Ce n’est pas le début d’un Bunuel dernière période, ni d’un film à l’humour noir, mais celui de Harold et Maude (1971) de Hal Ashby, une petite merveille du cinéma américain des années 1970, celui d’avant les blockbusters numériques. Harold est un adolescent mutique qui n’aime que deux choses : faire des tentatives de suicide devant sa mère et assister à des enterrements. Ses suicides témoignent d’un art consommé de la mise en scène : à l’écran, il semble vraiment mourir, dans de véritables petits films dans le film, sans que l’on sache s’il s’agit de traits surréalistes (car Harold revit toujours ensuite) ou si la science du trucage de Harold est celle d’un futur maître du cinéma essayant de susciter par ses provocations des réactions de son premier spectateur : sa mère indifférente. Hal Ashby filme ces scènes avec un ton où entrent à la fois les railleries d’un chenapan libertaire (les figures d’autorité du film, militaire, policier, mère, prêtre, psychanalyste, en prennent pour leur grade ; ainsi, l’oncle Victor en général martial et manchot, ancien « bras droit » de MacArthur justement, qui déclenche l’hilarité du spectateur à chaque fois qu’il essaie de convaincre son neveu que l’armée, « c’est la belle vie ») et la douceur d’un metteur en scène qui regarde Harold avec compassion. Harold et Maude est un excellent exemple de cette loi cinématographique qui veut que le regard du metteur en scène prime sur ce qu’il filme et qu’une scène lugubre sur le papier peut être rendue très amusante à l’écran par un réalisateur facétieux. Aussi bien, le spectateur s’amuse beaucoup devant ce film et rit parfois à gorge déployée. Le regard de Hal Ashby, qui filmait avec compréhension et empathie des marginaux en rupture de banc, était un des plus singuliers du cinéma américain des années 1970, un des plus libertaires aussi. Un de ceux, en tout cas, qui a le plus manqué au cinéma américain des décennies suivantes, car après le génial Bienvenue Mr. Chance (1979), la carrière d’Ashby n’a pas survécu aux années 1980.

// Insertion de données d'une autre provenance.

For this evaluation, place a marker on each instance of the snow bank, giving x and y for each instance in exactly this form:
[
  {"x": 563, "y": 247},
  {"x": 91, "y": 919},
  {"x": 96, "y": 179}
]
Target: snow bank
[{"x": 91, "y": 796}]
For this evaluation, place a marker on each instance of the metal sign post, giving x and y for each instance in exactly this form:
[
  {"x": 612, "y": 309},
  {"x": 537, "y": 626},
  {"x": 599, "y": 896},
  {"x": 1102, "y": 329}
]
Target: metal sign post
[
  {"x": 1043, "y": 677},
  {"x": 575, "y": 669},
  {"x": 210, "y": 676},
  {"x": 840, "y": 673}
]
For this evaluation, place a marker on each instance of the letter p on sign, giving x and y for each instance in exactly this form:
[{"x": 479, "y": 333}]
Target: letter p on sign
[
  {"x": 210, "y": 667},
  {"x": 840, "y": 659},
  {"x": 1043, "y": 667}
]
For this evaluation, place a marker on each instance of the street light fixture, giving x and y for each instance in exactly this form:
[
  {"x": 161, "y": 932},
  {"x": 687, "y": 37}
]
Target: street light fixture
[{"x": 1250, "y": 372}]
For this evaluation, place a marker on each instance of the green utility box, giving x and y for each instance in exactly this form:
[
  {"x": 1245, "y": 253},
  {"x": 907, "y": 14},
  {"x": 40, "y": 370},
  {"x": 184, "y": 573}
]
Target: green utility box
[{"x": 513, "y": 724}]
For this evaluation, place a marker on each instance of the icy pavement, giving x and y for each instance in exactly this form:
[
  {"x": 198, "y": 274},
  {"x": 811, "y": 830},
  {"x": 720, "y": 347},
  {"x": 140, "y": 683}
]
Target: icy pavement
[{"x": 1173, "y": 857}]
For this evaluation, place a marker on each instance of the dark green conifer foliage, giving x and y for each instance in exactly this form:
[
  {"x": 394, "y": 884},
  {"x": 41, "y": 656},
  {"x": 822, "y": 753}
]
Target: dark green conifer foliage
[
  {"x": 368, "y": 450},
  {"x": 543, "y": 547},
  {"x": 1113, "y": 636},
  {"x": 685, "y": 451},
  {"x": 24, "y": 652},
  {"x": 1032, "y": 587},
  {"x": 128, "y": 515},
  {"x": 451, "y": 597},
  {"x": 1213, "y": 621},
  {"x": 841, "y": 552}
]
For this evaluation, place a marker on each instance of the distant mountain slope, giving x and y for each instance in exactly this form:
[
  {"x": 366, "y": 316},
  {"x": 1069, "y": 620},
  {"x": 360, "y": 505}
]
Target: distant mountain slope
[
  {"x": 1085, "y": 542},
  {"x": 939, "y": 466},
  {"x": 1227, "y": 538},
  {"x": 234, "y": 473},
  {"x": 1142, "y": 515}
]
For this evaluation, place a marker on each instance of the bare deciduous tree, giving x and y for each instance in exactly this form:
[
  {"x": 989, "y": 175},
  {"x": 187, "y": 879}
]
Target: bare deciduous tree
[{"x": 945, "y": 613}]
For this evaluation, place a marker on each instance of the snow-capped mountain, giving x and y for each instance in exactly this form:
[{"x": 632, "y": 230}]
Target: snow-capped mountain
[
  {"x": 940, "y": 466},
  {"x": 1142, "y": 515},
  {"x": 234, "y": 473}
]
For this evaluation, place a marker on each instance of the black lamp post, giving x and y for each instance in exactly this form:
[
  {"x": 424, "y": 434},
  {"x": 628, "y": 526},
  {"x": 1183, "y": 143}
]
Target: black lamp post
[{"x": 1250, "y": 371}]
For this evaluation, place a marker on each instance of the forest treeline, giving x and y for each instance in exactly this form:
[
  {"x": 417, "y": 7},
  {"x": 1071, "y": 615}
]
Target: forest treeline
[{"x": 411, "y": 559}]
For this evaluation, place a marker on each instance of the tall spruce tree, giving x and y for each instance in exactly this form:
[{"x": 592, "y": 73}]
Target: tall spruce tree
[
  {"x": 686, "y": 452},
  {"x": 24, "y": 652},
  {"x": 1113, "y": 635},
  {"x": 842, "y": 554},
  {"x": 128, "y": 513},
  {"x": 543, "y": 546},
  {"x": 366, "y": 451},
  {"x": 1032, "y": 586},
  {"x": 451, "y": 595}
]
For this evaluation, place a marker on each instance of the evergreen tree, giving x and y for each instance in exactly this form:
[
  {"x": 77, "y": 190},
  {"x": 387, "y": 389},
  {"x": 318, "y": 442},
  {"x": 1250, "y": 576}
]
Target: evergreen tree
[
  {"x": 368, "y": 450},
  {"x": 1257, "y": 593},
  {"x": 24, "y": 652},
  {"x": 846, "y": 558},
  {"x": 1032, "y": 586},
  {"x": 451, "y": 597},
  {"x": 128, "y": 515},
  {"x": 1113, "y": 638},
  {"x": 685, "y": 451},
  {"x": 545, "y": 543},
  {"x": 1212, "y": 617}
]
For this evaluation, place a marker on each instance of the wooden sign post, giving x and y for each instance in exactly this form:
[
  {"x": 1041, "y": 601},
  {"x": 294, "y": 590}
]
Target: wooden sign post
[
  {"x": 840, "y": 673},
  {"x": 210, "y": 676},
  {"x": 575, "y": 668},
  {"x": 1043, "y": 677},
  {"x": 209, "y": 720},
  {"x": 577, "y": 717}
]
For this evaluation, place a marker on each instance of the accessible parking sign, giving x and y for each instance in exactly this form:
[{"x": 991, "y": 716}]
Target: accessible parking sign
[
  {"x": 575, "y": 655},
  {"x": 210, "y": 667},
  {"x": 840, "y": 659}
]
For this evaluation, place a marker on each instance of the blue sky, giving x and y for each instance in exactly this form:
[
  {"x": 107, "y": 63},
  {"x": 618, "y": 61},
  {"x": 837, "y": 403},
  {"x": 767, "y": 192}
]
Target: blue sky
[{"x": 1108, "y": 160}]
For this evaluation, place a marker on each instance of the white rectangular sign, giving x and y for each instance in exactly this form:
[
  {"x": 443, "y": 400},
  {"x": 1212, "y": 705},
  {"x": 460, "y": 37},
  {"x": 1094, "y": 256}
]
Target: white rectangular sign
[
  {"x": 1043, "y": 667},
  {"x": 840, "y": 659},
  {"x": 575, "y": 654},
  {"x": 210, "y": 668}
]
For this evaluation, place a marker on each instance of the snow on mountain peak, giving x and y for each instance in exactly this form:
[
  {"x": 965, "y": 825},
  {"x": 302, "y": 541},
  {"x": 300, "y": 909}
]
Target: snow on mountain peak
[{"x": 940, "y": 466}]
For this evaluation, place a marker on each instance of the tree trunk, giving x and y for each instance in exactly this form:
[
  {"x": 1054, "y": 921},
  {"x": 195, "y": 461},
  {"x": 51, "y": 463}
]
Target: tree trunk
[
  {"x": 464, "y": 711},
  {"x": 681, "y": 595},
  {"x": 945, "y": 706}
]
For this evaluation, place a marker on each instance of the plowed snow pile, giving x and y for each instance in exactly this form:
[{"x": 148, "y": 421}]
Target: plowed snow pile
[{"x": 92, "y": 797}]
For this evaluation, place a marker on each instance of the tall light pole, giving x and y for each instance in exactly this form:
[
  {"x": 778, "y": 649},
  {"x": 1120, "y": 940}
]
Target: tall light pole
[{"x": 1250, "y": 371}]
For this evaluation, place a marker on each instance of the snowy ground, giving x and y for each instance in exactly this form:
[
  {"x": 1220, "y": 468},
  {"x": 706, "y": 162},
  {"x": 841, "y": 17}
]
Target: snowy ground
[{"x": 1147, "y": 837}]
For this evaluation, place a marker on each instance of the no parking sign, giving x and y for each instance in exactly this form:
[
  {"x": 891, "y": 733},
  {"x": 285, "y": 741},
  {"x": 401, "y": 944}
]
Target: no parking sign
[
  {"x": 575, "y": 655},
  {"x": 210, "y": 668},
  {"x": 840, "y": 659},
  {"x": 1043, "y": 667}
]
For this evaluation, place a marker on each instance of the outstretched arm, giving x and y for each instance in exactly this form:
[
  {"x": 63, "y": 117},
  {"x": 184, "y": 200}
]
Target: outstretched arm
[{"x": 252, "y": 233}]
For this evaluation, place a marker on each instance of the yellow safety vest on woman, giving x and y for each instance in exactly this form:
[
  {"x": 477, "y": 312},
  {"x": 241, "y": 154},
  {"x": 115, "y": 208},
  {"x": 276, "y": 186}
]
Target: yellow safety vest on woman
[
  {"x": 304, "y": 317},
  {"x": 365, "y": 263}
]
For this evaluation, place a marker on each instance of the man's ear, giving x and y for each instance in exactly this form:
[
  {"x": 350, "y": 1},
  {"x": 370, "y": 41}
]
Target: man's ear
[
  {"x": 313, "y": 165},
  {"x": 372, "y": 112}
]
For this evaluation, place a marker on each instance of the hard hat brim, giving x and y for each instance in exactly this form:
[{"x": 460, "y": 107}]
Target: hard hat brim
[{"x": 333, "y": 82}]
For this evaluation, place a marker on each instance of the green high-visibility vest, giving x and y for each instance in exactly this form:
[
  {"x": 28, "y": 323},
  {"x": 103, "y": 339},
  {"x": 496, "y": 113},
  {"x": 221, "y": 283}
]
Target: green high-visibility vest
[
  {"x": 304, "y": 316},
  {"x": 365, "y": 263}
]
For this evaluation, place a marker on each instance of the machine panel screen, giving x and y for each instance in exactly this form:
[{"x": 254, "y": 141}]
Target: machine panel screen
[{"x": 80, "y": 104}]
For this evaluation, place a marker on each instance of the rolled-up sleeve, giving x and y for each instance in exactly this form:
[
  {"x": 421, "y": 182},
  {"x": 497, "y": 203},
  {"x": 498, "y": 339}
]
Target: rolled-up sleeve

A force de fréquenter des enterrements, Harold finit par rencontrer Maude, une vieille dame indigne de 79 ans, qui a également un faible pour les sermons professés dans les cimetières. Elle aussi est excentrique, mais au lieu de subir et intérioriser sa différence (à l’instar de Harold), elle en a fait la fierté d’un être libre affranchi des conventions. Elle vit à l’écart, dans un ancien wagon de train, au milieu d’inventions farfelues, de produits bio avant l’heure. Elle vole des voitures pour s’amuser, par esprit taquin (elle aime défier la loi), mais aussi, selon sa logique particulière, pour aider les propriétaires qui pourraient s’enticher dangereusement de possessions par nature éphémères. On pourrait voir en elle une hippie, mais ce qualificatif serait réducteur, car elle ne vit pas au milieu d’une communauté, n’accepte aucune loi et vit selon ses propres règles – un peu comme un protagoniste d’un livre de Hermann Hesse. Ce magnifique personnage, dont le passé ne nous est révélé que partiellement (au détour d’une conversation, on apprend qu’elle est originaire de Vienne ; au détour d’un plan, qu’elle est une rescapée des camps : Maude vient de la défunte Mitteleuropa), et qui a choisi de vivre selon son bon vouloir, compose par ses actions un hymne à la vie et à la nature, un hymne tendre et naïf, qui consiste pour Maude à faire des gestes aussi simples que regarder des fleurs ou replanter dans la nature un arbre de la ville. A ses côtés, Harold va apprendre à revendiquer sa propre différence. Il va tomber amoureux de Maude (c’est ce qui a fait la célébrité du film, cette histoire d’amour entre un tout jeune homme au visage d’adolescent et une femme de 79 ans), et surtout de la liberté.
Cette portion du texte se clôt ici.